CD événement, annonce. STRADELLA : La Doriclea (Il Pomo d’Oro, Andrea De Carlo, 3 cd ARCANA)

stradella doriclea cd critique de marco arcana critique opera stradella critique concerts opera classiquenews musique classiqueCD événement, annonce. STRADELLA : La Doriclea (Il Pomo d’Oro, Andrea De Carlo, 3 cd ARCANA). Suite de l’intégrale des œuvres lyriques de l’immense Stradella. Installé à Gênes depuis décembre 1677, Alessandro Stradella n’en poursuit pas moins une intense activité de compositeur d’opéras pour l’élite romaine (la famille Orsini par exemple) dont plusieurs opéras vénitiens sur la scène du Teatro de Tordinona.
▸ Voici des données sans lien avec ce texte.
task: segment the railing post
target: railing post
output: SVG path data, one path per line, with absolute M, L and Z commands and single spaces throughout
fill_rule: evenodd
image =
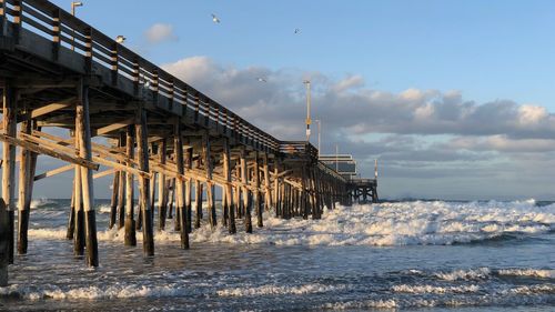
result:
M 7 34 L 6 0 L 0 0 L 0 36 Z
M 22 14 L 23 14 L 23 8 L 22 8 L 22 1 L 21 0 L 13 0 L 13 40 L 14 43 L 19 43 L 19 38 L 21 33 L 21 26 L 22 26 Z
M 139 59 L 135 58 L 133 61 L 133 93 L 135 97 L 139 97 L 139 84 L 140 84 L 140 74 L 141 68 L 139 66 Z
M 60 58 L 60 46 L 61 46 L 61 21 L 60 21 L 60 9 L 53 11 L 52 17 L 52 59 L 58 61 Z
M 92 73 L 92 29 L 88 28 L 84 31 L 84 72 L 88 74 Z
M 119 49 L 118 42 L 114 42 L 112 46 L 112 56 L 110 58 L 111 61 L 111 70 L 112 70 L 112 85 L 118 85 L 118 49 Z
M 158 103 L 158 89 L 159 89 L 159 77 L 158 77 L 158 70 L 154 69 L 152 71 L 152 102 L 154 104 Z
M 175 98 L 175 82 L 173 81 L 173 78 L 170 79 L 170 90 L 168 92 L 169 92 L 169 94 L 168 94 L 168 108 L 170 111 L 173 111 L 173 99 Z M 185 99 L 186 99 L 186 93 L 185 93 Z M 183 112 L 181 112 L 181 113 L 183 114 Z
M 199 92 L 194 94 L 194 123 L 199 123 L 199 113 L 201 110 L 201 99 L 199 98 Z

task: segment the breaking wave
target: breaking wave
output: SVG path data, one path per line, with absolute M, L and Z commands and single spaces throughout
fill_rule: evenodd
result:
M 102 205 L 101 212 L 109 210 Z M 396 202 L 355 204 L 326 211 L 322 220 L 282 220 L 264 217 L 264 228 L 253 234 L 229 235 L 223 227 L 194 230 L 194 242 L 278 245 L 450 245 L 490 240 L 519 240 L 555 229 L 555 205 L 518 202 Z M 239 221 L 239 223 L 241 223 Z M 241 224 L 238 224 L 239 228 Z M 169 227 L 171 228 L 171 227 Z M 240 228 L 241 229 L 241 228 Z M 63 229 L 38 229 L 39 239 L 63 239 Z M 138 235 L 140 236 L 140 235 Z M 123 240 L 123 233 L 103 231 L 101 240 Z M 179 241 L 178 233 L 158 232 L 161 241 Z

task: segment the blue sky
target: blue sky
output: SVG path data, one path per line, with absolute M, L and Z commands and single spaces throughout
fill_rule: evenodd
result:
M 78 17 L 280 139 L 303 138 L 311 78 L 324 152 L 364 175 L 380 159 L 384 197 L 555 199 L 555 1 L 91 0 Z
M 356 73 L 391 91 L 455 89 L 480 102 L 555 108 L 553 1 L 94 0 L 78 16 L 124 34 L 159 63 L 206 56 L 238 67 Z M 144 47 L 142 32 L 157 22 L 172 24 L 179 40 Z

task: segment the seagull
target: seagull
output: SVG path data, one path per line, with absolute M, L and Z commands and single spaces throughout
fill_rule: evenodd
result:
M 120 36 L 115 37 L 115 42 L 123 43 L 123 42 L 125 42 L 125 39 L 127 39 L 125 37 L 120 34 Z
M 214 13 L 212 13 L 212 21 L 215 23 L 220 23 L 220 19 Z

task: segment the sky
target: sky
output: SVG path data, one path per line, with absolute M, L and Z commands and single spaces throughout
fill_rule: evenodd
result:
M 304 138 L 310 79 L 322 153 L 362 177 L 379 159 L 382 198 L 555 200 L 555 1 L 83 2 L 79 18 L 279 139 Z

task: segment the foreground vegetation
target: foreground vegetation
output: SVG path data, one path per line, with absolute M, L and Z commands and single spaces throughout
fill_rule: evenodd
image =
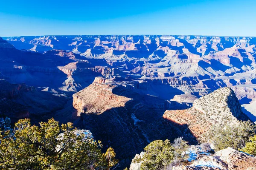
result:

Ainsi sur les livrets de Lelio Orsini, Stradella compose la musique des oratorios Ester, Santa Edita et probablement San Giovanni Grisostomo : 3 ouvrages déjà réalisés et enregistrés par Andrea De Carlo dans le cadre de son cycle exemplaire STRADELLA PROJECT. Pour Stradella, Flavio Orsini fournit le texte de l’opéra Il Moro per amore et sûrement celui de la Doriclea ici enregistrée…
La composition remonterait au milieu des années 1670, et jusqu’en 1677 au moment où Stradella fuit à Venise. Avant Stradella, Cavalli a composé une Doriclea (1645); puis Vivaldi conçoit sa propre Doriclea (1716) mais à part leur titre, les autres compositions n’ont rien de commun avec l’opéra de Stradella.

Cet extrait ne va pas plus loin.